Facebook has vowed to change some of its community policies after a man from Cleveland went on a shooting rampage and transmitted the entire thing on Facebook Live on Easter Sunday.
The gunman, identified as Steven Stephens, posted a live video on the social media platform where he's seen going on a rant and then approaching a person at random and shooting them. The victim was 74-year-old retired mechanic Robert Godwin, a grandfather of 14. Stephens also claimed he'd allegedly murdered other people, but police never found any evidence of additional victims. Stephens killed himself in Pennsylvania after a police chase on Tuesday, April 18, according to CNN.
Following the tragedy, Facebook issued a statement announcing new changes in its community and reporting policy. "It was a horrific crime — one that has no place on Facebook, and goes against our policies and everything we stand for," noted Justin Osofsky, VP, Global Operations.

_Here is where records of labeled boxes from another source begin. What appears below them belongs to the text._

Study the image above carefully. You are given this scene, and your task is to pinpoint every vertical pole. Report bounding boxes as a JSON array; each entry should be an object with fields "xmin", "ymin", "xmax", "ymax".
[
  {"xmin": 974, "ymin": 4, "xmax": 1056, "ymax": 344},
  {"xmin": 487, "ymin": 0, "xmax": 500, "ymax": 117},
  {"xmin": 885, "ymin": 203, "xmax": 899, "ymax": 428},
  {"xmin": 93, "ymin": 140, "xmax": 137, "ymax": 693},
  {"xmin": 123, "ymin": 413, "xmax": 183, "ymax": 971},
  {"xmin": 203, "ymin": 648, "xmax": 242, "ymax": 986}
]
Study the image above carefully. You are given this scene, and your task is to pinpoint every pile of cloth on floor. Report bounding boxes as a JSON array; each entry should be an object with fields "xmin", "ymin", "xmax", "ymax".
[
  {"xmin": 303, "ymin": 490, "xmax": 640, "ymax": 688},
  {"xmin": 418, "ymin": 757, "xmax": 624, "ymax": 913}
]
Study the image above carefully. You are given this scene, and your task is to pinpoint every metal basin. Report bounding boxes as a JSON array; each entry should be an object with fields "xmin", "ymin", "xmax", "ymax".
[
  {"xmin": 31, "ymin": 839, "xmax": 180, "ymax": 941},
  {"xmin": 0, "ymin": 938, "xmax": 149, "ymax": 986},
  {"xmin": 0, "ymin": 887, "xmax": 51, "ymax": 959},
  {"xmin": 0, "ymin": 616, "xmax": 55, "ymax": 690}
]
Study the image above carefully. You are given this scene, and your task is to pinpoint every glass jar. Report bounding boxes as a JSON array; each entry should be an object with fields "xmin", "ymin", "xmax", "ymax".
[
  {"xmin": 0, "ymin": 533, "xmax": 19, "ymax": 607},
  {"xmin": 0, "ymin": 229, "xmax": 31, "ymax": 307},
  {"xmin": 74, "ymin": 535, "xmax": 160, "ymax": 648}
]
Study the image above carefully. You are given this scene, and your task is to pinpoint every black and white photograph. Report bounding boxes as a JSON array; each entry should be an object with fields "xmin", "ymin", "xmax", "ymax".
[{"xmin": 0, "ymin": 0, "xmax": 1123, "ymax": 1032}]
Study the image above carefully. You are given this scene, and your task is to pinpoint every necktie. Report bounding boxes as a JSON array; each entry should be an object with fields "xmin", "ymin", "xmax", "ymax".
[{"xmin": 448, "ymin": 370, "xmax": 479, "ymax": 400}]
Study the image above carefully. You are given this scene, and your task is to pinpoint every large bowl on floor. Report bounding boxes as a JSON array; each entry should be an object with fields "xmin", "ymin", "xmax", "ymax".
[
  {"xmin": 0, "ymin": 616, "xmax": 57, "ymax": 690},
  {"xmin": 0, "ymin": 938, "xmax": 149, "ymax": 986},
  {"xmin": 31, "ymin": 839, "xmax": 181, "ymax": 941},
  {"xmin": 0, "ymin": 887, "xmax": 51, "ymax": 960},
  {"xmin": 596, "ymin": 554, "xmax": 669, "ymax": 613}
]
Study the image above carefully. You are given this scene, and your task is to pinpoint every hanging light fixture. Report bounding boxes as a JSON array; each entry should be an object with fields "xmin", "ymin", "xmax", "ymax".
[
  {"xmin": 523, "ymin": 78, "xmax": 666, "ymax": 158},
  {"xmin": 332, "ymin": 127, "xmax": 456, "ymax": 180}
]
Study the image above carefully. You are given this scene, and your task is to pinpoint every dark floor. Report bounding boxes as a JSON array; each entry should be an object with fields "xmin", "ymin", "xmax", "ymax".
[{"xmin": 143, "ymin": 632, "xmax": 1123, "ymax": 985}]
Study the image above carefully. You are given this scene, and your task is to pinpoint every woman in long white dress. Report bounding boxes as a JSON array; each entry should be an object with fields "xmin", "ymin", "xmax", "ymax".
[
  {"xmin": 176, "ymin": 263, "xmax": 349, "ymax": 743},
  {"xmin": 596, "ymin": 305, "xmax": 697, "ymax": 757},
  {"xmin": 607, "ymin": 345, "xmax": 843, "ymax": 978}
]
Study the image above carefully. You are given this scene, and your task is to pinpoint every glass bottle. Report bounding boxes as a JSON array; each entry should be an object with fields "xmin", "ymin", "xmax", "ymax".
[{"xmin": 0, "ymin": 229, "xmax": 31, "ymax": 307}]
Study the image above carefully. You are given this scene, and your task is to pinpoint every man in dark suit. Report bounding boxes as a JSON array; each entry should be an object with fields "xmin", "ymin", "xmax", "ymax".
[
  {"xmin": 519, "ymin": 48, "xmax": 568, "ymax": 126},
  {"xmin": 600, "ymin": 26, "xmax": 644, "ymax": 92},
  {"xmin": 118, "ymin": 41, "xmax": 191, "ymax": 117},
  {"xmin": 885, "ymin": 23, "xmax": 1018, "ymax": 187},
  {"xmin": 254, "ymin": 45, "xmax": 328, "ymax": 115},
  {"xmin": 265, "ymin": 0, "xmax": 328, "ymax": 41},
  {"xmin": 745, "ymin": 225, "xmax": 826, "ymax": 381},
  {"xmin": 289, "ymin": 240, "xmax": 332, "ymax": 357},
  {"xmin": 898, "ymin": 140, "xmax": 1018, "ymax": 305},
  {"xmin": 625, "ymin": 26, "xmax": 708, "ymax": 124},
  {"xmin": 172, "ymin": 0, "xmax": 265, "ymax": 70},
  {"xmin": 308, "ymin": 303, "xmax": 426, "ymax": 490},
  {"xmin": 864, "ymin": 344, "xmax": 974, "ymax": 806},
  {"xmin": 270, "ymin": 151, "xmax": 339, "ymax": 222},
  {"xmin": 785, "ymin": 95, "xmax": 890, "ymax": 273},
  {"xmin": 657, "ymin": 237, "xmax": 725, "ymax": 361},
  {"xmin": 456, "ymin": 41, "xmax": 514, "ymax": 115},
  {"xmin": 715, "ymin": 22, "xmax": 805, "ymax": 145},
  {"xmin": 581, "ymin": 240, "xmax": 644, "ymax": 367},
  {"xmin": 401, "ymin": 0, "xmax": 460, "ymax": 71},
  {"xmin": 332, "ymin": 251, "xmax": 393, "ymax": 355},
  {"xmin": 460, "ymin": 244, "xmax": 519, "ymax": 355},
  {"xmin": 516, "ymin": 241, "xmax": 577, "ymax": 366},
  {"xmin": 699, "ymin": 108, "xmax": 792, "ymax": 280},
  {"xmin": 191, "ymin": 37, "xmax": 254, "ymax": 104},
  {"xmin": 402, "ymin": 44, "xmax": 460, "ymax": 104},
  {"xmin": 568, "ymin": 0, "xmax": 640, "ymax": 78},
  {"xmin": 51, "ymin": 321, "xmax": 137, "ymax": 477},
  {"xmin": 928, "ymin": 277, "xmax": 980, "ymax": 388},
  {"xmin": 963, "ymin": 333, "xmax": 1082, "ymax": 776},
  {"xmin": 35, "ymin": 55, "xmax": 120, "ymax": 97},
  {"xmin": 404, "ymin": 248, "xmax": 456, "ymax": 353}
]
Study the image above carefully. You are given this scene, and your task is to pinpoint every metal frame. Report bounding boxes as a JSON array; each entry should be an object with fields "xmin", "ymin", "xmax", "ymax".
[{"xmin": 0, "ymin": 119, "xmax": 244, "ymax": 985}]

However, the corporation faced a lot of backlashes because the gruesome video circulated the platform for several hours before it was removed.
"As a result of this terrible series of events, we are reviewing our reporting flows to be sure people can report videos and other material that violates our standards as easily and quickly as possible. In this case, we did not receive a report about the first video, and we only received a report about the second video — containing the shooting — more than an hour and 45 minutes after it was posted. We received reports about the third video, containing the man’s live confession, only after it had ended. We disabled the suspect’s account within 23 minutes of receiving the first report about the murder video, and two hours after receiving a report of any kind," Osofsky noted.
Facebook, whose main mission is to provide a safe community to its users, also acknowledged the fact that they need to do better when faced with circumstances like the Cleveland tragedy.
Their new policy plan is as follows:
"In addition to improving our reporting flows, we are constantly exploring ways that new technologies can help us make sure Facebook is a safe environment. Artificial intelligence, for example, plays an important part in this work, helping us prevent the videos from being reshared in their entirety. (People are still able to share portions of the videos in order to condemn them or for public awareness, as many news outlets are doing in reporting the story online and on television). We are also working on improving our review processes. Currently, thousands of people around the world review the millions of items that are reported to us every week in more than 40 languages. We prioritize reports with serious safety implications for our community and are working on making that review process go even faster."
Facebook's founder, Mark Zuckerberg, also opened up about the incident at Facebook's developer conference F8 and said:
“We have a lot more to do here. We’re reminded of this, this week by the tragedy in Cleveland. Our hearts go out to the family and friends of Robert Godwin Sr. We have a lot of work and we will keep doing all we can to prevent tragedies like this from happening.”